On my first visit to the lands of the Nez Percé, I met Vernon at the Nez Percé National Park Headquarters in Lapwai where he was working as a cultural interpreter. I was fascinated by his stories. After some time, he said, “I’m off Monday. Would you like to drive down to the Wallowas?” You bet I would. A year later, I returned, and Vernon cheerfully agreed to take me back to the Wallowas.

Our campsite on the Snake River was near the site where Joseph, Ollokot, and the Wallowa band departed their homeland for the final time. Although the Snake was swollen and the current was powerful, they managed to move all members of their band and some of the horses and cattle safely across the river.

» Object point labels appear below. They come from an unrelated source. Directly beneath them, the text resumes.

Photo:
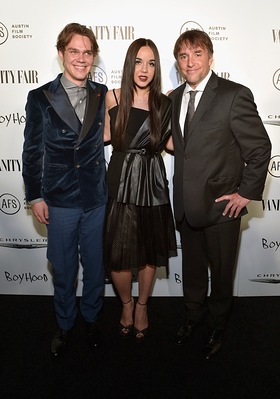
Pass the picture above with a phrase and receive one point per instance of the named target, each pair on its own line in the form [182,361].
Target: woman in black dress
[139,229]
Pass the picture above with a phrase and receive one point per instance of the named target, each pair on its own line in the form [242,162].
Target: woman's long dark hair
[127,92]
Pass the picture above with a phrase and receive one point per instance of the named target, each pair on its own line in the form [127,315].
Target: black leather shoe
[93,335]
[185,332]
[59,343]
[213,345]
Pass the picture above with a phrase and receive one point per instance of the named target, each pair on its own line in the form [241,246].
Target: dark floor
[248,365]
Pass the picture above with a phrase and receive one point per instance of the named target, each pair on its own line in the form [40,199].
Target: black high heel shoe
[140,335]
[126,330]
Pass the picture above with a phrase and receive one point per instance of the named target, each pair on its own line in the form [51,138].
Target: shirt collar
[201,85]
[67,83]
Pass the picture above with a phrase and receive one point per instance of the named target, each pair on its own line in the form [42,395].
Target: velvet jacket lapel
[58,98]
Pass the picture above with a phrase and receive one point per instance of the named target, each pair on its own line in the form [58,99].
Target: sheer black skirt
[136,236]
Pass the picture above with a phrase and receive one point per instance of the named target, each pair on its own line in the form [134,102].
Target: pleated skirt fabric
[136,236]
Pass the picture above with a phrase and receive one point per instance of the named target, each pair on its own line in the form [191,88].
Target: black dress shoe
[59,343]
[185,332]
[93,335]
[213,345]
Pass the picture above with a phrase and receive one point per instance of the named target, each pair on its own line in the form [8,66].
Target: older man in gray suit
[221,154]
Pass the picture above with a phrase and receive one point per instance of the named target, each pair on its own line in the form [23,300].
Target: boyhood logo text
[25,277]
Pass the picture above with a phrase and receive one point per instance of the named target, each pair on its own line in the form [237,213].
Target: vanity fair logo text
[113,32]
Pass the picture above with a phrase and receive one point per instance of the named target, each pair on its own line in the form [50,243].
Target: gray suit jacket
[227,151]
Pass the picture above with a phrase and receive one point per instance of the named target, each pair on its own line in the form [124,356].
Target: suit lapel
[204,103]
[62,106]
[93,98]
[177,109]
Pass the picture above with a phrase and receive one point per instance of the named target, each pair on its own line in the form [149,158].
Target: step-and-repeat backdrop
[246,38]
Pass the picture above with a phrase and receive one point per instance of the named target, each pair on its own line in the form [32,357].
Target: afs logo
[3,33]
[9,204]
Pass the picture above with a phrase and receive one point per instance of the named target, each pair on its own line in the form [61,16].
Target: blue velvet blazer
[63,160]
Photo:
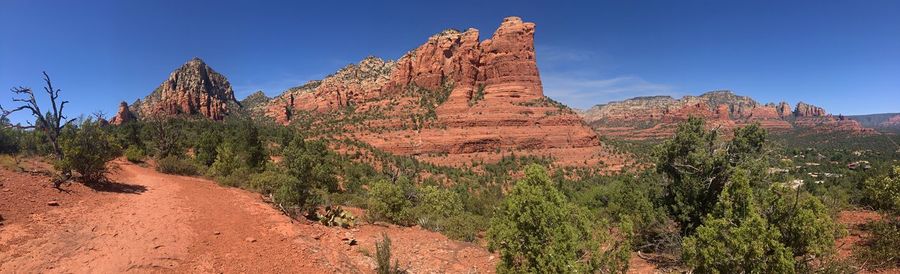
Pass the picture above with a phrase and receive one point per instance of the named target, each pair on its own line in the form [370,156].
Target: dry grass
[10,162]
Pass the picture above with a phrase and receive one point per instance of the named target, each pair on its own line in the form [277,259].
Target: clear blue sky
[842,55]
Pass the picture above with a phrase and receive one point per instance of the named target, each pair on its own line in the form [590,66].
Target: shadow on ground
[117,187]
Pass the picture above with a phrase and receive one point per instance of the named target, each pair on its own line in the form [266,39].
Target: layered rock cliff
[123,115]
[452,100]
[656,117]
[192,89]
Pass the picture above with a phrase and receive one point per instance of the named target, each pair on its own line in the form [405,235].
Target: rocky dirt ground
[152,222]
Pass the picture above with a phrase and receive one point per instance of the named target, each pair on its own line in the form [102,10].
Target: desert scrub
[177,166]
[135,154]
[383,257]
[86,151]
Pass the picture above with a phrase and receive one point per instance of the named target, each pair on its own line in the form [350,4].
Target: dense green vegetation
[700,199]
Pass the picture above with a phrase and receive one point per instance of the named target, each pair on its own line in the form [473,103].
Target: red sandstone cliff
[656,117]
[452,100]
[123,115]
[192,89]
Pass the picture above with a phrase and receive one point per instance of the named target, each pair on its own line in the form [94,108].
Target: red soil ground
[152,222]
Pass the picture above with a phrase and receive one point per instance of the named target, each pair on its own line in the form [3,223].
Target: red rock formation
[654,117]
[451,100]
[124,115]
[807,110]
[192,89]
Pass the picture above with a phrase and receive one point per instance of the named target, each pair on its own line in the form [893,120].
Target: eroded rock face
[123,115]
[452,100]
[192,89]
[657,117]
[807,110]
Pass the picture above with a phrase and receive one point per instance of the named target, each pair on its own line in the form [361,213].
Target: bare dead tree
[51,123]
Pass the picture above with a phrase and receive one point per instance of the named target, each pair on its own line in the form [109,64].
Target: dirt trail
[163,223]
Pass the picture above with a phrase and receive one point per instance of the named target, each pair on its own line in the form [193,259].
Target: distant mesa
[656,117]
[123,115]
[451,100]
[192,89]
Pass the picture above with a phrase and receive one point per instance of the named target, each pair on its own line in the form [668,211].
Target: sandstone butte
[192,89]
[452,100]
[657,116]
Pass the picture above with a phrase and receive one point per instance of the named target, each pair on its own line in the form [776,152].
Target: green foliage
[177,166]
[697,170]
[86,150]
[536,230]
[311,162]
[296,197]
[881,248]
[632,199]
[736,237]
[383,258]
[884,193]
[336,216]
[135,154]
[267,182]
[804,223]
[164,137]
[205,150]
[388,202]
[477,95]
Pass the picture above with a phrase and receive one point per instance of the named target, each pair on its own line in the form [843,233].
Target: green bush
[311,162]
[86,150]
[388,202]
[205,150]
[135,154]
[884,193]
[383,258]
[228,160]
[268,181]
[537,230]
[238,178]
[296,197]
[177,166]
[736,238]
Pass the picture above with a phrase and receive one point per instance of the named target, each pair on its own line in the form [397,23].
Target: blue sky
[841,55]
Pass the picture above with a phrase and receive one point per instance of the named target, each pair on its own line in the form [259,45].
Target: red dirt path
[152,222]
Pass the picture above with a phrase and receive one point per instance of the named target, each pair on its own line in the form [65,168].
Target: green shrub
[311,162]
[884,193]
[296,197]
[177,166]
[86,150]
[388,202]
[227,161]
[268,181]
[238,178]
[383,258]
[205,149]
[135,154]
[537,230]
[881,247]
[736,238]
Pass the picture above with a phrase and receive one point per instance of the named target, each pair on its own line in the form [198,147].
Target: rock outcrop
[192,89]
[123,115]
[452,100]
[657,116]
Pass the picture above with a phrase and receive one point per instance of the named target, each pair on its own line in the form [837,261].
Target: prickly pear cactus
[336,216]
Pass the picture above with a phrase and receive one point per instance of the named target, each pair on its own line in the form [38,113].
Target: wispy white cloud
[271,87]
[584,92]
[550,53]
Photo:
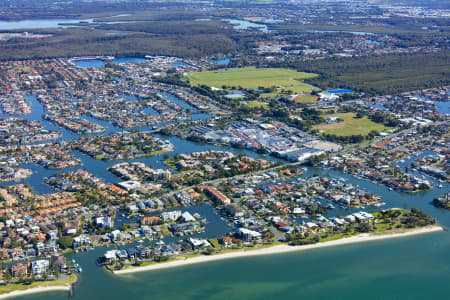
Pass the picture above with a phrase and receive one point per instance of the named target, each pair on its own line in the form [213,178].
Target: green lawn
[256,104]
[251,77]
[350,125]
[8,288]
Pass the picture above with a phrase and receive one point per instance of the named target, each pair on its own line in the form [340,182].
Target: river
[416,267]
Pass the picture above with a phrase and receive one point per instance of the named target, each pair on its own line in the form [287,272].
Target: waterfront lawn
[350,125]
[251,78]
[256,104]
[11,287]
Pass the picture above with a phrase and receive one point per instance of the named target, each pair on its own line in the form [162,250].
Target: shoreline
[279,249]
[35,290]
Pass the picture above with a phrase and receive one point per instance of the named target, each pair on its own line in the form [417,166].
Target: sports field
[350,125]
[251,77]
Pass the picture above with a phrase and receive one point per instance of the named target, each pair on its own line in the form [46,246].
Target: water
[416,267]
[231,96]
[178,64]
[406,268]
[98,63]
[340,91]
[342,31]
[225,61]
[54,23]
[246,25]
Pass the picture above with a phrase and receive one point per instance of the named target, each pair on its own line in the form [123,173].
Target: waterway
[416,267]
[246,25]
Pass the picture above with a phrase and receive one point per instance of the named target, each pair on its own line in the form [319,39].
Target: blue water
[231,96]
[98,63]
[274,21]
[225,61]
[341,31]
[90,63]
[123,60]
[339,91]
[246,25]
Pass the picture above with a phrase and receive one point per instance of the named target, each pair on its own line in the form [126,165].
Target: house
[40,266]
[248,235]
[60,262]
[104,222]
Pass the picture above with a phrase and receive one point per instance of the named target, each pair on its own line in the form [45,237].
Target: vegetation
[11,287]
[349,125]
[252,78]
[383,74]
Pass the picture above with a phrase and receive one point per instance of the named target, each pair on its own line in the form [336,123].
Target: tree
[66,242]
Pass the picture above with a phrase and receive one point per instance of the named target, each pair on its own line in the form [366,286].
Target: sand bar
[36,290]
[280,249]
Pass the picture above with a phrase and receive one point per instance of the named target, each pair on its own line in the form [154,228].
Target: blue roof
[339,91]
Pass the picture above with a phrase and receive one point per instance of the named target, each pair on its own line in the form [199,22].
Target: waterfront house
[40,266]
[19,269]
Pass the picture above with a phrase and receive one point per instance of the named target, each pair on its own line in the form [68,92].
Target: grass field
[256,104]
[251,77]
[350,125]
[11,287]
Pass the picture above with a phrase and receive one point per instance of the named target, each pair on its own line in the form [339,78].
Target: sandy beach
[36,290]
[280,249]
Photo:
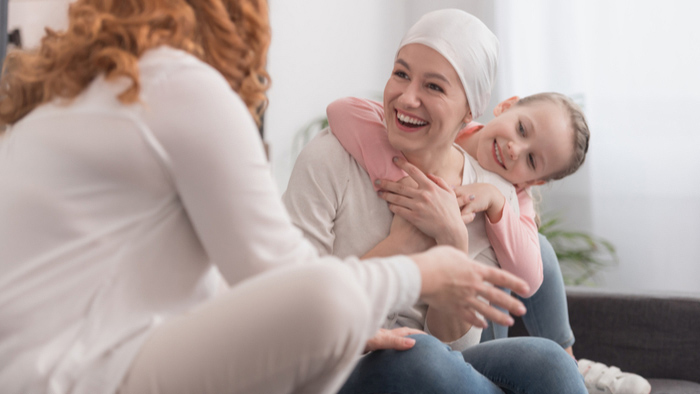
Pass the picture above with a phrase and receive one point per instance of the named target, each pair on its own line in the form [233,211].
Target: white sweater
[117,217]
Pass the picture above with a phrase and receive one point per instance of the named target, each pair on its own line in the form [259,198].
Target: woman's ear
[504,105]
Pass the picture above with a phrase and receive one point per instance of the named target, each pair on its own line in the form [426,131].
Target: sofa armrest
[654,335]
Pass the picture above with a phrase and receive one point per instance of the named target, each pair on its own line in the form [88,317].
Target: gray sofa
[656,336]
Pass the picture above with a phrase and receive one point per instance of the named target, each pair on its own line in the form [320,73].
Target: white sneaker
[601,379]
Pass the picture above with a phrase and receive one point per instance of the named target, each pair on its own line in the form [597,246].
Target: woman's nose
[410,96]
[514,150]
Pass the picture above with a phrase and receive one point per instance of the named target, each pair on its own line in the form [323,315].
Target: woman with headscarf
[143,246]
[442,78]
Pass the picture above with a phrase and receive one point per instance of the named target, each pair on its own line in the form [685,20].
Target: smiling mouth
[408,121]
[497,154]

As Vernon and I sat by the campfire, we spoke softly of Ollokot, Joseph, the logistics of transporting all the possessions of a non-agricultural culture across this powerful river during the spring flood season. We spoke of the injustice and the tragic fate of those who fought. There were long silences. The fire was dying down. And then we heard the horses; no whinnying, just hoof beats. Many more than one horse. It sounded as if they were emerging from the river, coming up onto the riverbank, milling around, waiting for the others. And then we heard them trot off into the silent night.

“What was that?”

“You heard it too?”

Silence.

We went to sleep.

In the morning, we walked along the riverbank, but found not one hoof print of the horses that had returned to the Wallowas.